Diamond Shamrock argued that the county assessment violated the Constitution's import-export and commerce clauses. The import-export clause prohibits states from taxing imports or exports, except when needed to cover inspection costs, and the commerce clause prohibits states from erecting barriers to interstate commerce.
But the Texas high court, upholding the county, found that the taxes did not discriminate against either foreign or interstate commerce.
Nueces County argued that Diamond Shamrock has a "continuous presence" of crude oil in the county that requires "governmental services." There is a specific link to the county that justifies taxation under the commerce clause, and the import-export clause is not supposed to protect importers from bearing their fair share of the cost of government, the county told the high court.
Also, the oil is consumed within Texas rather than being merely in transit through the state, the county said. Even if the oil were destined for other states, the property taxes still represent a quid pro quo for benefits conferred by the county government, Nueces County said.
Diamond Shamrock said the property tax is the same as an import duty that relates to the mere presence of the oil within the county's jurisdiction. The high court has previously held that goods in transit are immune from state and local property taxation, and a "brightline rule" is needed to make this clear, the company said.

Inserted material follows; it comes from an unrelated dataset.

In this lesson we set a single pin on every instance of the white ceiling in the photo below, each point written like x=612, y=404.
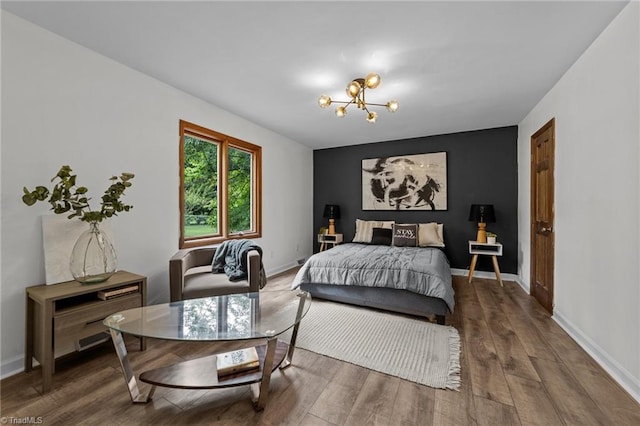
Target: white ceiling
x=453, y=66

Diamond Shamrock and the Institute for Property Taxation said the United States imports more than $50 billion of oil a year, which makes up 10% of all imported goods. "While the means of transportation may differ for other goods, those goods are likewise subject to taxation at their ports of entry under the Texas Supreme Court's opinion," the institute said.
The Texas court's holding may lead to taxation of goods not only in transit between the United States and other countries but also among states, the institute said.
At least 40 states impose or authorize localities to impose personal property taxes, Diamond Shamrock said. While several states specifically prohibit imposing such levies on goods in transit, "most do not, and others appear to have ignored the Constitution's ban against such taxes," the company said in its petition for review.
Foreign trade is on the rise, and raw materials such as oil "are especially vulnerable to taxation at their ports of entry," Diamond Shamrock said. The Texas ruling will tempt other ports with "potentially vast and politically painless revenues to be derived from imposing import duties on foreign commerce," the company said.
The high court also refused to review two cases involving a major issue in the ongoing debate over litigation reform -- whether shareholders in a class action suit that is settled in state court can take individual challenges under federal securities law to federal courts.
The court in its 1993-94 term rejected a similar case, Ticor Title Insurance Co. v. Brown, because of a procedural problem. Yesterday, the court declined to hear arguments in similar cases that attorneys said did not have the procedural problem, Sandler Associates v. Bellsouth Corp. and Grimes and Holbrook v. Vitalink Communications Corp.
Under settlement provisions certified by a Delaware court and upheld by the U.S. Court of Appeals for the Third Circuit, shareholders in the class actions are precluded from going to federal court with lawsuits in connection with mergers and acquisitions involving the two companies named in the cases.
Shareholders C.L. Grimes and G.W. Holbrook said in their petition for review that Arthur Levitt, chairman of the Securities and Exchange Commission, has raised concerns about potential conflicts of interest between attorneys who negotiate settlements of class action suits for large fees that may not be in the best interest of shareholders.
In both cases, attorneys on behalf of certain shareholders received large fees for negotiating settlements for money damages with Bellsouth and Vitalink that prevent other individual shareholders from "opting out" and pursuing challenges to the corporate actions in question under federal securities law, Grimes and Holbrook said.
The high court yesterday also refused to hear a case, Tahoe Keys Property Owners Association v. California State Water Resources Control Board, that involves whether fees exacted by localities from developers to mitigate effects of construction are unconstitutional takings of property.